Dalton’s story makes salutary reading. Leaving Oklahoma in the early sixties, victim of two divorces at 21, she arrived in New York and found her way into the folk music scene in Greenwich Village. Playing at the same time as Bob Dylan, Tim Hardin,Fred Neil and Richard Tucker (whom she later married), Dalton would often be found at Cafe Wha ?. As a performer she covered old folk and blues classics. Heroin and alcohol took their toll on her and her lack of recognition caused her much distress.

Her first album 'It’s So Hard to Tell Who’s Going to Love You the Best' was recorded in 1969 and legend has it that producer Nik Venet and Fred Neil managed to record Dalton only by pretending the tapes were not rolling; such was her reluctance to be part of the music business.

Her most popular record 'In My Own Time' (1971) was a more rounded affair. Sporting a brilliant Elliot Landy photograph on the cover and accompanied by bass, drums and piano, Dalton sounds in fine form and the resulting album of freewheeling laid-back folky blues is relaxed and poignant.

Listening to that first release now is a fascinating experience. The bleak fragile world weariness captured on those all night one-take sessions is simply riveting. Haunting and almost spectral you are transported into a lo-fi world that is simple and beautiful and yet timeless. She hated being compared to Billie Holiday but her interpretations of folk blues, like Holiday, are unparalleled.

This definitive summary of Karen Dalton’s career is a sumptuous affair and includes a double live album 'Cotton Eyed Joe,' which consists of a set of remastered 1962/3 live recordings which are pretty much the Holy Grail.

'In My Own Time' benefits from smooth production values and commercial arrangements. The songs are finely crafted and beautifully played. A blend of country rock, soul (check out 'When a Man Loves a Woman”), folk and blues make this album an easy, laid-back listen that easily sits alongside say, 'John Wesley Harding' or 'Music from Big Pink.' A far cry from 'Time' are the early recordings captured by Joe Loop in his attic folk club in Boulder, Colorado in 1962 (?).

These dusty, sepia-toned recordings find a mid-20’s Dalton both powerful and vulnerable; just voice and guitar echoing around the space. Dalton plays guitar and sometimes banjo, sparsely scraping the strings to accompany her strong vocal performance. Lo-Fi before the term was ever needed, these performances are pure magic and capture a time long departed, making the box set into a historic document.

'Recording is the Trip' is a completists’ dream and new listeners who are inclined to investigate this sumptuous box set will discover one of folk music’s lost treasures.

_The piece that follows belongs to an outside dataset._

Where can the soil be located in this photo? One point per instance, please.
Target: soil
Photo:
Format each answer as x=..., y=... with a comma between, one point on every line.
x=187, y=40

P.S. Anyone who might be interested in discovering modern day equivalents to Karen Dalton could investigate Cinderwell (U.S.A), Nightbird (Finland) ( and Katie Spencer (U.K.), not forgetting Meg Baird from the above mentioned Espers.

O.K. I am off to dig out my video of 'Inside Llewyn Davis'; I recommend this movie as an insight to the early folk scene in Greenwich Village in the early ‘60s.